We aim to reduce biofilm produced by bacterial cells to allow for a more effective treatment using antibiotics.
Can you feel the plaque on your teeth?
Are you tired of short food durability?
Both are due to the sticky slime layer that bacteria produce. In addition to this, slime-creating bacteria have huge consequences for our society – both economical and health related. Among other things, they cause
reduced antibiotic sensitivity,
underwater pipe clogging and corrosion of metal surfaces,
formation of toxins in food,
and also a number of diseases and infections.
What if it’s possible to reduce the creation of this nasty and potentially harmful slime?
The slimy layer as described above is called biofilm. We, the iGEM NTNU 2018 team aim to reduce bacteria’s ability to produce biofilm by inhibiting their quorum sensing mechanism.
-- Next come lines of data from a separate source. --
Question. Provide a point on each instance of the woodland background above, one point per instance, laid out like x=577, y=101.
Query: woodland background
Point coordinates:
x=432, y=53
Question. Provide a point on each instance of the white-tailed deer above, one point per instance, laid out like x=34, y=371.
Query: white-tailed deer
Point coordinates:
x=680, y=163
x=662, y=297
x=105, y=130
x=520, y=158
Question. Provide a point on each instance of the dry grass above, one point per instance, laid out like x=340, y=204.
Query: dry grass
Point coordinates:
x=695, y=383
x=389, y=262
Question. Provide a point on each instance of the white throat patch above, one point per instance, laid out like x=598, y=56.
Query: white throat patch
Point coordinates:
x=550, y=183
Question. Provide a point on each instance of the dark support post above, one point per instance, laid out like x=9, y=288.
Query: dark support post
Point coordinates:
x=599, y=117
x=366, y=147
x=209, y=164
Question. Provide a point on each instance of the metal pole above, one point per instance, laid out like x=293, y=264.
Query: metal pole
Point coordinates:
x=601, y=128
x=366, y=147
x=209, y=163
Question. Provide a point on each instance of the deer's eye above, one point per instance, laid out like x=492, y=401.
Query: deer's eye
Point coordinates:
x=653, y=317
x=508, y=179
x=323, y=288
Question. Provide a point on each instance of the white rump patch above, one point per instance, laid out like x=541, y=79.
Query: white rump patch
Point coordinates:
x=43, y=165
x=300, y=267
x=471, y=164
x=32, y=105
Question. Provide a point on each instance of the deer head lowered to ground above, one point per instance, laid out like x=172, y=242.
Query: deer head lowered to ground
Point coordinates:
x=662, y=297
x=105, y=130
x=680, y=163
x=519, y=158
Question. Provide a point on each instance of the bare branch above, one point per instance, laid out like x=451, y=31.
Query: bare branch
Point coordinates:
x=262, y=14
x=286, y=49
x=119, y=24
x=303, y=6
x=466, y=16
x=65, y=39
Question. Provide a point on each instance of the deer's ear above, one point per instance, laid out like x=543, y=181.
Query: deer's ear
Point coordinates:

Bacteria communicate and detect the number of cells in the bacterial population with a mechanism called quorum sensing. When the number exceeds a certain threshold, the bacteria initiates the production of biofilm components. This can hugely impact our environment as hostile bacteria get increased survivability and aggressiveness in biofilm.
Our project aims to reduce bacteria’s ability to produce biofilm by inhibiting their quorum sensing mechanism.
This can be done by repressing the luxS-gene which is partly responsible for the biofilm development. By creating a CRISPR-system we target this specific gene which will be repressed, and prevent or greatly reduce the formation of biofilm.